Java 8 was – as always – a release of compromises and backwards-compatibility. A release where the JSR-335 expert group might not have agreed upon scope or feasibility of certain features with some of the audience. See some concrete explanations by Brian Goetz about why …

But today we’re going to focus on the Streams API’s “short-comings”, or as Brian Goetz would probably put it: things out of scope given the design goals.

Parallel Streams?

Parallel computing is hard, and it used to be a pain. People didn’t exactly love the new (now old) Fork / Join API, when it was first shipped with Java 7. Conversely, and clearly, the conciseness of calling Stream.parallel() is unbeatable.

But many people don’t actually need parallel computing (not to be confused with multi-threading!). In 95% of all cases, people would have probably preferred a more powerful Streams API, or perhaps a generally more powerful Collections API with lots of awesome methods on various Iterable subtypes.

Changing Iterable is dangerous, though. Even a no-brainer as transforming an Iterable into a Stream via a potential Iterable.stream() method seems to risk opening pandora’s box!.

Sequential Streams!

So if the JDK doesn’t ship it, we create it ourselves!

Streams are quite awesome per se. They’re potentially infinite, and that’s a cool feature.
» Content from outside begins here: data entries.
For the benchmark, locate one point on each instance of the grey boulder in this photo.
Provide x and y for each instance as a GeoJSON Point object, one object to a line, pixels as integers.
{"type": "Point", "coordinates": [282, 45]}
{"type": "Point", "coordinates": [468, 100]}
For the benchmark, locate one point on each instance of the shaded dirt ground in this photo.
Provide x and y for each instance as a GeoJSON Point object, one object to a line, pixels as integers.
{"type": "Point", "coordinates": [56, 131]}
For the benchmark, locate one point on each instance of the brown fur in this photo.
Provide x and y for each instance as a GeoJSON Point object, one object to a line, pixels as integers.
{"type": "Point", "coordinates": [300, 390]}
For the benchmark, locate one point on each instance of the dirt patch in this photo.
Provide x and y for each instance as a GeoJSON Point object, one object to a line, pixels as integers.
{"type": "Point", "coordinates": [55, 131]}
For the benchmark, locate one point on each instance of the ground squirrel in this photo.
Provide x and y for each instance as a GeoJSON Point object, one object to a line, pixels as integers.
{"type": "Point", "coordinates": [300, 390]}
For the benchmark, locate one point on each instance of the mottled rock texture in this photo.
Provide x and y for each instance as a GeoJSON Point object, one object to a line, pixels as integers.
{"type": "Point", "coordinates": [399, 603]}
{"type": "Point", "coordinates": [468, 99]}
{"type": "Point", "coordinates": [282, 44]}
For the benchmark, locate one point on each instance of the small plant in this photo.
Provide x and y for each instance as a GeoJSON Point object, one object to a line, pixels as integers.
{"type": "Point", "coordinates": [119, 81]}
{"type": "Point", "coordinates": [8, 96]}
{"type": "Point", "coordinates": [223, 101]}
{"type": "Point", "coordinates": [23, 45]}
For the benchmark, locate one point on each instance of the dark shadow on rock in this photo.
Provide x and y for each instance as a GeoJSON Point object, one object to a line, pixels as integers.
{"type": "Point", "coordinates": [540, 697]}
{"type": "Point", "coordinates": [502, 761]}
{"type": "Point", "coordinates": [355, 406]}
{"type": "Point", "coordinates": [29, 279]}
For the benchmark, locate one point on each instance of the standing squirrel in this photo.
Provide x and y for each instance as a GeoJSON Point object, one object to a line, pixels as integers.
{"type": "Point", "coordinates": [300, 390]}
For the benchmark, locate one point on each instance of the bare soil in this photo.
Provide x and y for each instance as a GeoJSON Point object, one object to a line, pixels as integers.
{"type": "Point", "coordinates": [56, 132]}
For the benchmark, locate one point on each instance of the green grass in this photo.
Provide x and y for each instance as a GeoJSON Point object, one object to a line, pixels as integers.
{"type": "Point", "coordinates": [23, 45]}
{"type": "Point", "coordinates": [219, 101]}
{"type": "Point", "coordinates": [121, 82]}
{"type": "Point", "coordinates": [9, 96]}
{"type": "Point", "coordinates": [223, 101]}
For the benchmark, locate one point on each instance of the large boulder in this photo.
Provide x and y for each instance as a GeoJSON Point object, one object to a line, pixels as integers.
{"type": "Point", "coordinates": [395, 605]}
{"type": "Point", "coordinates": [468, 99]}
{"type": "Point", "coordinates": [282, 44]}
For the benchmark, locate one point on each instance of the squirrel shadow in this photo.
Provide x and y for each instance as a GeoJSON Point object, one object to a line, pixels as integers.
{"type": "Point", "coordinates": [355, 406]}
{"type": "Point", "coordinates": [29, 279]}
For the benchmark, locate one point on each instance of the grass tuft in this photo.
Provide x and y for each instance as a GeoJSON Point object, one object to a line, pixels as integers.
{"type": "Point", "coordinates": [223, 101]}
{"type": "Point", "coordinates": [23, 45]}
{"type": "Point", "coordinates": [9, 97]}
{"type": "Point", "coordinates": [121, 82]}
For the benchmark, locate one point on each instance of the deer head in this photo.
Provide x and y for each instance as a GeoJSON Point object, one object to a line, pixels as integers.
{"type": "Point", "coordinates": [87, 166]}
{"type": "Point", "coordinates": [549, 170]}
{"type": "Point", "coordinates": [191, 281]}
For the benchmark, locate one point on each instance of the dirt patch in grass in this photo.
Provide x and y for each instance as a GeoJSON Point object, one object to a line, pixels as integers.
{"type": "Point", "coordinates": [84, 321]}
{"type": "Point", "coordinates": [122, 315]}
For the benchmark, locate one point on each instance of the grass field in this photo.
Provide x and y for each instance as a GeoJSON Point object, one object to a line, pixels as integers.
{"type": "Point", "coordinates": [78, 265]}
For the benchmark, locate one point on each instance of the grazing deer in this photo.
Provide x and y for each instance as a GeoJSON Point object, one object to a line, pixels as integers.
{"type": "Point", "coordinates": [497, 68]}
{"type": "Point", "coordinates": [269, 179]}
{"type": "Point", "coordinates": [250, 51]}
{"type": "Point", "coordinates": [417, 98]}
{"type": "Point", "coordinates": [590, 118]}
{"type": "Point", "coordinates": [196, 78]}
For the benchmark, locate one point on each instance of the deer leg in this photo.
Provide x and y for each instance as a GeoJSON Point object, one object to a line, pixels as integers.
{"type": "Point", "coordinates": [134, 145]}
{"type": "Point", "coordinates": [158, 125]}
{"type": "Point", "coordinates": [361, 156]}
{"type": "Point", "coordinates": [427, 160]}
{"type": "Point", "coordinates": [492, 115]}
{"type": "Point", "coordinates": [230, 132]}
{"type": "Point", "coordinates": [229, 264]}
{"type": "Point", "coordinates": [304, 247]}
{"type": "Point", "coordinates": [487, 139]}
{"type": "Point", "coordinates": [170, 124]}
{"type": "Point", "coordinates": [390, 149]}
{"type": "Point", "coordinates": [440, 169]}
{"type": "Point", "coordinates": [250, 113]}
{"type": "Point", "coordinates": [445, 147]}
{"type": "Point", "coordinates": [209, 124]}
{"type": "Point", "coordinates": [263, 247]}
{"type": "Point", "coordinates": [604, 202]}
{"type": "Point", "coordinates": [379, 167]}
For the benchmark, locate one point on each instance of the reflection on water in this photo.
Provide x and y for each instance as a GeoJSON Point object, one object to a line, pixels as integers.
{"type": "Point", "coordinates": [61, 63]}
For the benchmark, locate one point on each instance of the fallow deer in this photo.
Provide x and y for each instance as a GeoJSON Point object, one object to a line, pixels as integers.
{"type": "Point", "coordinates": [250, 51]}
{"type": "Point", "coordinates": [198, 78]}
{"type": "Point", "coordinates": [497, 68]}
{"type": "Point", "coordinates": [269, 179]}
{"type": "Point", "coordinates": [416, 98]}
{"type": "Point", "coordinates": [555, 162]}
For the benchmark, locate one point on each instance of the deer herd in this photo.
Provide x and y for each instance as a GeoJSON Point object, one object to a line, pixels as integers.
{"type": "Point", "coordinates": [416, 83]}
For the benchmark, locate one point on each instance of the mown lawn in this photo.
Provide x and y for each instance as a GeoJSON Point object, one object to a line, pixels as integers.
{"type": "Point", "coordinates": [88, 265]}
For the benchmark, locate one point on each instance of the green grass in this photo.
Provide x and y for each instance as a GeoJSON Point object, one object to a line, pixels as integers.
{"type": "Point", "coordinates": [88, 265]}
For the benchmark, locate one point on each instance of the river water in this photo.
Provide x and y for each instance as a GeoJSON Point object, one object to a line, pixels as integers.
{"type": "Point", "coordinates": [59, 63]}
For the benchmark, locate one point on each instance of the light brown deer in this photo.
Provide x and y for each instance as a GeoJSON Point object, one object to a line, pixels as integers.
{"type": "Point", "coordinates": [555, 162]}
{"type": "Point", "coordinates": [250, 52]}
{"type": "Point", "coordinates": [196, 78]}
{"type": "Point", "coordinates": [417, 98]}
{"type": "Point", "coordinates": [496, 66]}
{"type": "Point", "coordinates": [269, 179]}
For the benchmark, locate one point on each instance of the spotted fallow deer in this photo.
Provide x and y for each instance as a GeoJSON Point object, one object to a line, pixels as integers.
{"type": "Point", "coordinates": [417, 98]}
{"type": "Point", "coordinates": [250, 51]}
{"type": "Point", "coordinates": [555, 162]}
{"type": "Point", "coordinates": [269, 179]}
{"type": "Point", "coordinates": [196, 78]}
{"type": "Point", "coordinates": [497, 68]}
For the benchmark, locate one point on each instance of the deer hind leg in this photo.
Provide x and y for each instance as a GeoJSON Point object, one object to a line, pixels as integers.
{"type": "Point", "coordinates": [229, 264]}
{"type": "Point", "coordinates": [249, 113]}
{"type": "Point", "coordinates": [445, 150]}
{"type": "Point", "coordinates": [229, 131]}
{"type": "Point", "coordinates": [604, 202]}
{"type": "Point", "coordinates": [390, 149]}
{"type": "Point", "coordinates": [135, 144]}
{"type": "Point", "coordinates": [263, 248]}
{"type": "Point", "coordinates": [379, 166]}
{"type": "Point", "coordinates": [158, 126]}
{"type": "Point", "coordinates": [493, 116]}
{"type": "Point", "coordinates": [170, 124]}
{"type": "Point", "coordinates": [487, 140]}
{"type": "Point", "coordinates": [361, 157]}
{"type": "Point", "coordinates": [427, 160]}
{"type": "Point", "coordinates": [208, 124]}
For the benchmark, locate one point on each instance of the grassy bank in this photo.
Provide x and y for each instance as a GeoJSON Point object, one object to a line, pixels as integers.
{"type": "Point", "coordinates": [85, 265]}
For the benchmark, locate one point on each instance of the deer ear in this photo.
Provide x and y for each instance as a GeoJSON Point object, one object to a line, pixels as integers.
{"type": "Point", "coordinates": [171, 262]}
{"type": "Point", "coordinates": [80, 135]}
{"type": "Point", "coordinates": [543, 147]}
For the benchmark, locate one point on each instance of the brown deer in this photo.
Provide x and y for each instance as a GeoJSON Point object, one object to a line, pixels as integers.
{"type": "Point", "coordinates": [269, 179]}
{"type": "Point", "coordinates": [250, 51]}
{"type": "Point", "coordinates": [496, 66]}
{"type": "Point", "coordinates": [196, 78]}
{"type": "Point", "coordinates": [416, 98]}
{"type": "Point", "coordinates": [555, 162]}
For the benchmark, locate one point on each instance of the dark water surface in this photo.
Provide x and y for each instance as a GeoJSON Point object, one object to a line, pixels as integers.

Mostly – and especially with functional programming – the size of a collection doesn’t really matter that much, as we transform element by element using functions.

If we admit Streams to be purely sequential, then we could have any of these pretty cool methods as well (some of which would also be possible with parallel Streams):

cycle() – a guaranteed way to make every stream infinite
duplicate() – duplicate a stream into two equivalent streams
foldLeft() – a sequential and non-associative alternative to reduce()
foldRight() – a sequential and non-associative alternative to reduce()
limitUntil() – limit the stream to those records before the first one to satisfy a predicate
limitWhile() – limit the stream to those records before the first one not to satisfy a predicate
maxBy() – reduce the stream to the maximum mapped value
minBy() – reduce the stream to the minimum mapped value
partition() – partition a stream into two streams, one satisfying a predicate and the other not satisfying the same predicate
reverse() – produce a new stream in inverse order
skipUntil() – skip records until a predicate is satisified
skipWhile() – skip records as long as a predicate is satisfied
slice() – take a slice of the stream, i.e. combine skip() and limit()
splitAt() – split a stream into two streams at a given position
unzip() – split a stream of pairs into two streams
zip() – merge two streams into a single stream of pairs
zipWithIndex() – merge a stream with its corresponding stream of indexes into a single stream of pairs

jOOλ’s new Seq type does all that

All of the above is part of jOOλ. jOOλ (pronounced “jewel”, or “dju-lambda”, also written jOOL in URLs and such) is an ASL 2.0 licensed library that emerged from our own development needs when implementing jOOQ integration tests with Java 8. Java 8 is exceptionally well-suited for writing tests that reason about sets, tuples, records, and all things SQL.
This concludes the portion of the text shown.